Damit waren wir endlich in Dresden angekommen und gingen zu der oben schon genannten Ausstellung über, um wenigstens am Ende unserer Zeit noch einen Eindruck von den Bildteppichen zu bekommen, die dort zu sehen sind.

- Der wunderbare Fischzug, Entwurf von Raffael, ausgeführt von der Mortlake Manufaktur (1619-1703)

Ein Vergleich mit dem

- Karton, 1515

also dem Entwurf für die Bildwirkerei, zeigt, wieviele Ideen noch für die Rahmengestaltung zu diesem Karton hinzugefügt wurden. Denn in unserem Gespräch kam die Frage auf, was die Putten am oberen Rand eigentlich tragen und was hinter ihnen zu sehen ist. Also sie tragen jeweils zu zweit einen großen Fisch und hinter ihnen hängen Festons, das sind dekorative Girlanden, die zum Schmuck angebracht werden. Wir haben aber auch über das Bild gestaunt und zwar besonders über die Partie auf der linken Seite unten, wo man mit den Fischern ins glasklare Wasser schaut.
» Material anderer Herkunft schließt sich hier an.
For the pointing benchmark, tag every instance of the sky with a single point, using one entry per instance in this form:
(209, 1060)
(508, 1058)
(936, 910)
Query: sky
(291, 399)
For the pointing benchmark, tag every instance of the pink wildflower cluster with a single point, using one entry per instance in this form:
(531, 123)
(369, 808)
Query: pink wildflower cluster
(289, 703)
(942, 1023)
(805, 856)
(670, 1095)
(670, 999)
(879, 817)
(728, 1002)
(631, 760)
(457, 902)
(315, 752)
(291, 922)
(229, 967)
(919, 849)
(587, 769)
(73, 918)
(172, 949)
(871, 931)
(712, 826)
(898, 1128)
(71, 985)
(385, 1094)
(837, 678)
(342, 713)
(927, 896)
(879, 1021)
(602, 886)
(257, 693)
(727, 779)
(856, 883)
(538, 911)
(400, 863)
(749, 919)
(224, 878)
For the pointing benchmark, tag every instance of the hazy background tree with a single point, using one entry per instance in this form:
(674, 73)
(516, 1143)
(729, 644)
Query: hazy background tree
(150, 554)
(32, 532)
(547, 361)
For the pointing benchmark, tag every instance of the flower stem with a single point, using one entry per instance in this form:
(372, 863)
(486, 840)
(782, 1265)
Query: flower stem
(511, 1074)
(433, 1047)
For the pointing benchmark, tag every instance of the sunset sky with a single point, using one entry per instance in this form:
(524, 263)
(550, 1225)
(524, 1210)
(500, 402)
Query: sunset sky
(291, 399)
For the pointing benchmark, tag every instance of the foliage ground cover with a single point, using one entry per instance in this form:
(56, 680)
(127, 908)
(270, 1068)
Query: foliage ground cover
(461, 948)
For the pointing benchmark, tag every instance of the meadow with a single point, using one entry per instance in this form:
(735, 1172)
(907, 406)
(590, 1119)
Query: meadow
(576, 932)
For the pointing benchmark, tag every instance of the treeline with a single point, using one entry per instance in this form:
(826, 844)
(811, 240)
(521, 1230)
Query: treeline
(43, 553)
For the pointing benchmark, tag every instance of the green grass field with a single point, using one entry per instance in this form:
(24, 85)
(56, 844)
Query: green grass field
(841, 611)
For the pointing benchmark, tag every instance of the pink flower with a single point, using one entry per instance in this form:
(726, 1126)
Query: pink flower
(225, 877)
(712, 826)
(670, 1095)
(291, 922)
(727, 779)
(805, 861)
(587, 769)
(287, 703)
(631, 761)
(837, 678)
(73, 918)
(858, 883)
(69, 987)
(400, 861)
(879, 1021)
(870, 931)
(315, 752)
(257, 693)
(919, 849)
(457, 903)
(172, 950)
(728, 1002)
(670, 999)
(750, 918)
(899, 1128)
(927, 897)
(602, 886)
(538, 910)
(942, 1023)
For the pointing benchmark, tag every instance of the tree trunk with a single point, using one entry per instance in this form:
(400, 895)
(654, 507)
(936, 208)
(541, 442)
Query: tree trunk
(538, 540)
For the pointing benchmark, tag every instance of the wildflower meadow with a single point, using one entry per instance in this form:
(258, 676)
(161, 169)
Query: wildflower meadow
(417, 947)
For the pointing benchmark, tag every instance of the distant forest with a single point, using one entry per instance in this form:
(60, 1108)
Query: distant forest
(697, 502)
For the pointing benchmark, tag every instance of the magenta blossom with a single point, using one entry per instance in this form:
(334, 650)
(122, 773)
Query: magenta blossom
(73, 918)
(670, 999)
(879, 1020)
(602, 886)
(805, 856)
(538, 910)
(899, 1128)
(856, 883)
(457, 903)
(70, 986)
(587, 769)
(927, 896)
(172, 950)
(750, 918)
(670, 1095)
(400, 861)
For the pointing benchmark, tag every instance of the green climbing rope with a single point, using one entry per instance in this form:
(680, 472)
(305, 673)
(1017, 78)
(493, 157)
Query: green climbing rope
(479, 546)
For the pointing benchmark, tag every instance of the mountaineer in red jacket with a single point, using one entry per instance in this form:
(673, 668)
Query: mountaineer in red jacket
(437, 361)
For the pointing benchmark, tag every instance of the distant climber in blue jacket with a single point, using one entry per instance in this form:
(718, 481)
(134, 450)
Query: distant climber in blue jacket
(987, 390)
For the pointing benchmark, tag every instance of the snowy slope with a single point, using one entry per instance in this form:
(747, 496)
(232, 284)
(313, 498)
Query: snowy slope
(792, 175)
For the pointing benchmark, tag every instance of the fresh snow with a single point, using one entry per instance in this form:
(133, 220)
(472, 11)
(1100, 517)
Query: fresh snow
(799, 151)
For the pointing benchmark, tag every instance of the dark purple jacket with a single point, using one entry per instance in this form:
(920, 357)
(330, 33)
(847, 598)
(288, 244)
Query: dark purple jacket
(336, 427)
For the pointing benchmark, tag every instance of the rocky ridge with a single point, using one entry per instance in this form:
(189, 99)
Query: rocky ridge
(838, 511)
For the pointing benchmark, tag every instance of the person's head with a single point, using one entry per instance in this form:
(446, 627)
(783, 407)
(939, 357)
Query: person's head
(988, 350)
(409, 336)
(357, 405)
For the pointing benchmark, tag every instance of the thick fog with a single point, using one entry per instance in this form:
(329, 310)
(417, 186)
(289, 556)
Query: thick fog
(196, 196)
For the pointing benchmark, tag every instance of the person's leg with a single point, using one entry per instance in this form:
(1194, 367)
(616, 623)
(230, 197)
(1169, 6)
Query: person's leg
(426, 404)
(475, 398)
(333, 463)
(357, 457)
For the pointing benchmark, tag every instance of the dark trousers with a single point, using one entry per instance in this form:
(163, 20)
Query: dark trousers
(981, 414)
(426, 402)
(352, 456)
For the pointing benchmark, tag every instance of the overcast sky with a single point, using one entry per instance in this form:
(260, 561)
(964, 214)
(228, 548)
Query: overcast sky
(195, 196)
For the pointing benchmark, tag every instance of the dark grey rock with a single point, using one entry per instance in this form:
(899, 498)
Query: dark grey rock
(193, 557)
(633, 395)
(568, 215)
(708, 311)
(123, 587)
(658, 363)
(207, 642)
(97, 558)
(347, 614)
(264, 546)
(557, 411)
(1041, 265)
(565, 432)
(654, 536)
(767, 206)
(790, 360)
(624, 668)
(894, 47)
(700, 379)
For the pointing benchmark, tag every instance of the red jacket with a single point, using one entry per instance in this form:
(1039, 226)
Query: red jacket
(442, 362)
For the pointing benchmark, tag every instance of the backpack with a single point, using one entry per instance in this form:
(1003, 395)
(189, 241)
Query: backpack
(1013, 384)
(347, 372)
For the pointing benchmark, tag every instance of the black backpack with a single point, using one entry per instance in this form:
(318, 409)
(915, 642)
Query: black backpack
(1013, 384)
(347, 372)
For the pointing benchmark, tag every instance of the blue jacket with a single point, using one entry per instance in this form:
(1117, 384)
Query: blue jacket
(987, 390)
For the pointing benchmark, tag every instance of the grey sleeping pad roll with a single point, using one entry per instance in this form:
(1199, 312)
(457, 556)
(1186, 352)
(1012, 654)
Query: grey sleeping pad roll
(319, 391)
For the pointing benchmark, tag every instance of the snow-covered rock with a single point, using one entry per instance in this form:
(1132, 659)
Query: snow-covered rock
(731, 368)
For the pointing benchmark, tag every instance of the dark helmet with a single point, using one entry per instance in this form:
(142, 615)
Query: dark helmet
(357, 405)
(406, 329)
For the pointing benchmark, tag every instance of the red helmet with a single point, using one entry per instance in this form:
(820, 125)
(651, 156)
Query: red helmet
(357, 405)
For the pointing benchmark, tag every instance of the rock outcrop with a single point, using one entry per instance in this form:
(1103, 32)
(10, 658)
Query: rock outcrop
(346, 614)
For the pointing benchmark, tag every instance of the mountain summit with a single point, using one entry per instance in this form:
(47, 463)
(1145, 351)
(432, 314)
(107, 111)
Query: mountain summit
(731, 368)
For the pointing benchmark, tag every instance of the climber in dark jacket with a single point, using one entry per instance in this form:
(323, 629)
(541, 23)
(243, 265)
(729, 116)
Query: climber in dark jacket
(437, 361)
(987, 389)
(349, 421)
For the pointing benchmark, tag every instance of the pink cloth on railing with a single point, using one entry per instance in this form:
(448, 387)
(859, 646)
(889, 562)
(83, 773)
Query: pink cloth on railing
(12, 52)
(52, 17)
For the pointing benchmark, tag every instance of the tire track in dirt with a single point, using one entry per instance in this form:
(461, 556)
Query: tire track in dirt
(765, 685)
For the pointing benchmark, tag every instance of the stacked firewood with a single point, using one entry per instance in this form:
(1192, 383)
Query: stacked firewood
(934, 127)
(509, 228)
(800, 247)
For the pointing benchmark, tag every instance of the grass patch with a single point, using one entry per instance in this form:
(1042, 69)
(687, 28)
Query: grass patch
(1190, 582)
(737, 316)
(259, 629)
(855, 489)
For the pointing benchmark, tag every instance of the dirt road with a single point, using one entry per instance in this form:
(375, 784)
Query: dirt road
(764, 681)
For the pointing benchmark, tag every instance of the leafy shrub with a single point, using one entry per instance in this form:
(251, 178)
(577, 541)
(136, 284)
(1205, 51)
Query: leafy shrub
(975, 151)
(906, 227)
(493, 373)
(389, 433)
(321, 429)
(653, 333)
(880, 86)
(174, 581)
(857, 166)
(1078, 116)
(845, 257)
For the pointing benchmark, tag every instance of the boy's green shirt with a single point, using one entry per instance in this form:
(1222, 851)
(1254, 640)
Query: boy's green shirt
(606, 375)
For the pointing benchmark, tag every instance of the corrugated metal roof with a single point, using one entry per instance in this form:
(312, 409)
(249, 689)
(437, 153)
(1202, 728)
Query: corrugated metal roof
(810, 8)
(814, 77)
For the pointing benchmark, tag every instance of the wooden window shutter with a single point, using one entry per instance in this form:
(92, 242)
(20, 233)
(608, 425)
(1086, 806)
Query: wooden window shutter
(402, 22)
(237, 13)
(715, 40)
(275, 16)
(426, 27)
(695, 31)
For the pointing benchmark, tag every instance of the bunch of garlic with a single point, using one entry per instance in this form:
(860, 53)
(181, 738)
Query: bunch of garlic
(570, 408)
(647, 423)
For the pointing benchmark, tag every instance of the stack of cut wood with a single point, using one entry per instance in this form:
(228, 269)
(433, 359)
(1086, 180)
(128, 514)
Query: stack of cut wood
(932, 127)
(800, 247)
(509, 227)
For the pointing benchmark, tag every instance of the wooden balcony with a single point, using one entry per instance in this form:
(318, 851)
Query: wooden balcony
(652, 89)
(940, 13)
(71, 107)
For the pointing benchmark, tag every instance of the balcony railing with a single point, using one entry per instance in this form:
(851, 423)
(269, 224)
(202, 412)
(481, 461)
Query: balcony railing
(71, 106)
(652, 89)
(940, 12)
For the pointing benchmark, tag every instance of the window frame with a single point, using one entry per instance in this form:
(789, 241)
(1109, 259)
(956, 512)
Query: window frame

Alle Teppiche kann man auf dieser Seite der Online Collection der Staatlichen Kunstsammlungen Dresdenentdecken. Wir haben uns noch kurz die

- Bestrafung des Elymas

angeschaut. Dazu gibt es ein Gemälde Raffaels

- Bestrafung des Elymas

das die ganze Geschichte etwas anders erzählt, während auf dem Teppich einige Personen weniger zu finden sind und die Gruppe angeordnet ist. Die Geschichte ist relativ unbekannt, deshalb hier eine Kurzfassung: Elymas war ein jüdischer Magier und kommt bei Lukas (13,6-12) vor. Er versuchte den römischen Statthalter gegen Paulus von Tarsus und Barnabas einzunehmen. Als Strafe Gottes sprach Paulus eine zeitweilige Blindheit über Elymas aus, die sofort eintrat, so dass der Magier an der Hand geführt werden musste. Daraufhin soll sich der Statthalter zum christlichen Glauben bekehrt haben.